Le risque principal, signalé par plusieurs défenseurs de l’ethnologie « objectiviste », est que la narrateur sombre dans le narcissisme, qu’il squatte l’autre pour parler de soi-même : “ Regardez-moi : ne suis-je pas merveilleux, pendant que je défends MON informateur ? Mon informateur à moi ? », « Ne suis-je pas formidable pendant que j’étale mon honnêteté intellectuelle en reconnaissant ses qualités et son « intelligence » ? Ce narcissisme débouche presque fatalement sur un choix rédactionnel qui a eu ses moments de gloire en littérature, l’autofiction : j’aime la randonnée, le ski hors-piste, l’alpinisme ? Eh bien, en tant que pratiquant, puisque moi aussi, au bout du compte, je suis un acteur social, je décrirai mes sensations personnelles et mes émotions, je ferai état de mon adresse et de mon savoir faire en me glissant dans le texte à côté de mes informateurs.

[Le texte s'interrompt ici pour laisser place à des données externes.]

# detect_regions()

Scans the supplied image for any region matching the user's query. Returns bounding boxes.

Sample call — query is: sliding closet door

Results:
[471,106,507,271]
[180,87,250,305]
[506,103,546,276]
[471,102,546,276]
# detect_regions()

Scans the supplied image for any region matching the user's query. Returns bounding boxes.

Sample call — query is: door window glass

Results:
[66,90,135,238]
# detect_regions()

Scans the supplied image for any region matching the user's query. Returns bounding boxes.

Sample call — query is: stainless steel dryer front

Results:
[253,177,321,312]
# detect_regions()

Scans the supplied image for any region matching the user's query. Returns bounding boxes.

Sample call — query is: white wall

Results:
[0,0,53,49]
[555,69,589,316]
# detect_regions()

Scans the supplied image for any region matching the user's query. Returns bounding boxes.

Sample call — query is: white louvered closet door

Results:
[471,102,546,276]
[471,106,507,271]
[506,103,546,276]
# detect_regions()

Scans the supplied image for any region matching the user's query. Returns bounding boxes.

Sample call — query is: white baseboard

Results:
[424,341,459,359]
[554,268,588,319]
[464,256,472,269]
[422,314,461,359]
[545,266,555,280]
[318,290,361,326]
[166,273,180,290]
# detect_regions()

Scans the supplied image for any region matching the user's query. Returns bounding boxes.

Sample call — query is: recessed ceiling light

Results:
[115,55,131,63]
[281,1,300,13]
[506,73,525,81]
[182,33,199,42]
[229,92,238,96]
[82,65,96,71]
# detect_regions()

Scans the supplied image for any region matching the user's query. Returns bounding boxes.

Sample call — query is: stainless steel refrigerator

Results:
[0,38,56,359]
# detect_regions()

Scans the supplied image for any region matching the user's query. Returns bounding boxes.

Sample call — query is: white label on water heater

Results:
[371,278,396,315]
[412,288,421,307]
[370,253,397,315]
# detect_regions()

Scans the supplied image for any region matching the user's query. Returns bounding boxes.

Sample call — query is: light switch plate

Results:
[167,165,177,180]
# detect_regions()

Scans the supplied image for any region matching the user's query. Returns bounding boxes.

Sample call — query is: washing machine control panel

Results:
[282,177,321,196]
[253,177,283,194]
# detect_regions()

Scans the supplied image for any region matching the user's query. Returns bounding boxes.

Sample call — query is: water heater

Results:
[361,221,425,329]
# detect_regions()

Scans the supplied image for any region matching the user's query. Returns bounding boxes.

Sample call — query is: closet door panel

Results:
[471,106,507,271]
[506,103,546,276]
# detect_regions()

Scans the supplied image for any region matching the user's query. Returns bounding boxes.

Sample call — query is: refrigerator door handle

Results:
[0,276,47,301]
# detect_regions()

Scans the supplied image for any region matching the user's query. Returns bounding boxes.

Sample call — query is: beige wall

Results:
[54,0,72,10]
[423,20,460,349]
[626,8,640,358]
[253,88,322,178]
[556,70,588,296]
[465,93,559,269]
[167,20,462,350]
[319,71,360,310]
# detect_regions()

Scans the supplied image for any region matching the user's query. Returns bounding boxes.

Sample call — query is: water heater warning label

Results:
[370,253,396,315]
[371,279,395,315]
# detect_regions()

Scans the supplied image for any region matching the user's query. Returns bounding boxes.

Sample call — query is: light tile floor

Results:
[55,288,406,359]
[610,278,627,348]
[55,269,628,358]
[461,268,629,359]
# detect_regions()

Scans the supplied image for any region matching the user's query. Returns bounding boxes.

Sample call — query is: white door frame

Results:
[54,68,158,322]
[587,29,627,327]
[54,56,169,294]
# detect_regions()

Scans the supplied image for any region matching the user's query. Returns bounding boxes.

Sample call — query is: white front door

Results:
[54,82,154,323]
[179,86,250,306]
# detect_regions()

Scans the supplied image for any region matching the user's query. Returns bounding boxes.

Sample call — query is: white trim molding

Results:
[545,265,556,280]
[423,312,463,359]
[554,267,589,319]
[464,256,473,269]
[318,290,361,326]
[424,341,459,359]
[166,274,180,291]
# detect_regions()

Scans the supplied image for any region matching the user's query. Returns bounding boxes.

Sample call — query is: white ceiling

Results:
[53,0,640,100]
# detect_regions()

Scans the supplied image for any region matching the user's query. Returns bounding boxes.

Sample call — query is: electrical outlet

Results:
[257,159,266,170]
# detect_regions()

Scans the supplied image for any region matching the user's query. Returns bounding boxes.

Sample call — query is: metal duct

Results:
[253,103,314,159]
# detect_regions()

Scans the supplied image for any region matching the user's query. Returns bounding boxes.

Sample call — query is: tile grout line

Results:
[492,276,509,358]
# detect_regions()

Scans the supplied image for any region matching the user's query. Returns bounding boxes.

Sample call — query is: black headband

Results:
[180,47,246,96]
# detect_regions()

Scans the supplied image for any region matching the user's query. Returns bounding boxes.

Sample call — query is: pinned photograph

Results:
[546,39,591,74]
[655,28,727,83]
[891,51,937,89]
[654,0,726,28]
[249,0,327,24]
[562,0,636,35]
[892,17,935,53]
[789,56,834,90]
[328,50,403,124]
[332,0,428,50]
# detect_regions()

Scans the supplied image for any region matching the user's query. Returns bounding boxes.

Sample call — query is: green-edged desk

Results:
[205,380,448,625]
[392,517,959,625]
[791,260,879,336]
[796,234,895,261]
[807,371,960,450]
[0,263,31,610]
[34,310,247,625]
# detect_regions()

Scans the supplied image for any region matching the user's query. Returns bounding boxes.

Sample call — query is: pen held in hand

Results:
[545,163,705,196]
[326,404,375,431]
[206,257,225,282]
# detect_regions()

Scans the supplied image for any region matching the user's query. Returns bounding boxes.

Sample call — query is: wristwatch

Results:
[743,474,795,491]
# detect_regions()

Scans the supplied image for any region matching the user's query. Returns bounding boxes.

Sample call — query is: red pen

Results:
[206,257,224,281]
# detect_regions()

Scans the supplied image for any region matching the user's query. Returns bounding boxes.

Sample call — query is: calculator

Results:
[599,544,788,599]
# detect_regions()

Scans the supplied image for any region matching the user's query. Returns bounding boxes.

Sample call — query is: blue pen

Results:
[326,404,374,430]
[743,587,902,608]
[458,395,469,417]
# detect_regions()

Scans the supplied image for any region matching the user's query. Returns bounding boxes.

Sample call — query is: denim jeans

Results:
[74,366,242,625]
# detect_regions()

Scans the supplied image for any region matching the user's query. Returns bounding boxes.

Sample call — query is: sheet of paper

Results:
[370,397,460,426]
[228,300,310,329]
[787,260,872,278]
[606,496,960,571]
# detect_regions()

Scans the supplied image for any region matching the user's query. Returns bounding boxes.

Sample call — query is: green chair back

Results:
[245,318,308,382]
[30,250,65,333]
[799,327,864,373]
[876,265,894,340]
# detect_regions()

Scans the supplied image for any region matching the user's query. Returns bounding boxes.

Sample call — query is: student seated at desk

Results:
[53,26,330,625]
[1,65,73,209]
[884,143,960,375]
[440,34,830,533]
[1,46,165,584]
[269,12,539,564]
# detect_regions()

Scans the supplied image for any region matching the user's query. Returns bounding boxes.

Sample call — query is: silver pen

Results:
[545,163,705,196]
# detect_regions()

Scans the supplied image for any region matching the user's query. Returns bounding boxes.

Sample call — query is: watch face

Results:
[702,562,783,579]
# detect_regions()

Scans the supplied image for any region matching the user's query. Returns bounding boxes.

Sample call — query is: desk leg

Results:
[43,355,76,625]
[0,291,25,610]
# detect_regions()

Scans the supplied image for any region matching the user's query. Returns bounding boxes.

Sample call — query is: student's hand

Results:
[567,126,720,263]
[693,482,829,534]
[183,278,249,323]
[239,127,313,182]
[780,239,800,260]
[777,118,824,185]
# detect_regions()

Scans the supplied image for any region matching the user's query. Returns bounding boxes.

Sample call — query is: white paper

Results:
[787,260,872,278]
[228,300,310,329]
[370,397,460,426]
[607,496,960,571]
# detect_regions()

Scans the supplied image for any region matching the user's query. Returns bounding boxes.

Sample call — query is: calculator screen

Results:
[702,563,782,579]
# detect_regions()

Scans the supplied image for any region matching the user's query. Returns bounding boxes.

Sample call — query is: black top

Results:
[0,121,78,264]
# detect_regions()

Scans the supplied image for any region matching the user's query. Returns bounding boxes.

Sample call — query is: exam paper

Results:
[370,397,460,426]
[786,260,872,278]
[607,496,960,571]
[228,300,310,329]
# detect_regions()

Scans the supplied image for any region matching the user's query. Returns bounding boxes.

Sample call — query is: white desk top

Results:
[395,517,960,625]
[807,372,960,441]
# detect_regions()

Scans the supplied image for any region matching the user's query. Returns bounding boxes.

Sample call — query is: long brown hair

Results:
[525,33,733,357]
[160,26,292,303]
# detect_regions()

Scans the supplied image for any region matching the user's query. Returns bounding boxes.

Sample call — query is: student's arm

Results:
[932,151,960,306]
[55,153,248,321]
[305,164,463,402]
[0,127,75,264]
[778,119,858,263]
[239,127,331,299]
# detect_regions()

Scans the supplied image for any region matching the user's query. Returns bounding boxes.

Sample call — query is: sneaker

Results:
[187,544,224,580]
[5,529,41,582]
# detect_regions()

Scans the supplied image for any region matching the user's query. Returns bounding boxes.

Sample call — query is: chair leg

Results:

Pour que ça devienne légitime, il suffit que mes perceptions et mes états d’âme soient décrits dans un langage scientifique, mysticisant voire tout simplement abscons.
L’autre risque principal est que le chercheur se laisse entraîner par les émotions de l’Autre, qu’il cède aux charmes de sa rhétorique. C’est le risque d’une empathie mal maîtrisée qui confond la sincérité des accents et des regards que notre interlocuteur nous lance avec la réalité des faits. Oui, parce que l’émotion du témoin, pendant l’entretien, est souvent très sincère et terriblement contagieuse.
Mais le risque le plus redoutable, à mon sens, est que le droit de travailler sur les émotions, sur le sensoriel, donne à l’ethnologue (ou au sociologue) l’illusion d’être un écrivain. L’illusion d’être un artiste. « J’aurais voulu être un artiste … donc je fais de l’ethnologie ». Parce que ceux qui savent décrire à la fois leurs propres émotions et celles de l’Autre, ceux qui savent le saisir dans sa logique et sa singularité, ce sont les écrivains : Jack London, Jean Genet, Pier Paolo Pasolini, Carlo Levi* … Travailler sur les émotions, autrement dit, demande une compétence spécifique. Parce que frémir face à la souffrance de l’Autre est presque automatique, l’empathie est à la base de notre vocation. Mais lorsque cette compassion est mal gérée (compassion, on le sait, signifie à l’origine « souffrir ensemble »), elle risque de se transformer en paternalisme, voire même - lorsqu’on apprécie l’autre à condition qu’il ait besoin de nous - en néo-colonialisme**.
* J'ai déjà parlé de Michel Léiris. Quant à la représentativité de Victor Segalen j'ai en réalité des doutes. En lisant Les Immémoriaux je me suis demandé si, au lieu de nous restituer le ressenti des Polynésiens, il ne se livre pas à un élégant exercice de ventriloquie. Il n'empêche que dans son projet inachevé, publié sous le titre Essai sur l'exotisme (Le livre de poche essais, 1986) Segalen pose très clairement la question de comment (et de pourquoi) traduire les émotions d'une culture à l'autre - au risque, souligne-t-il avec finesse, de profaner l'Autre en dissipant son mystère.
** Je renvoie, sur ce point, au chapitre « La voix de son maître : l’amitié homme-animal comme modèle de subordination » de mon étude L’éloquence des bêtes, Métailié 2006.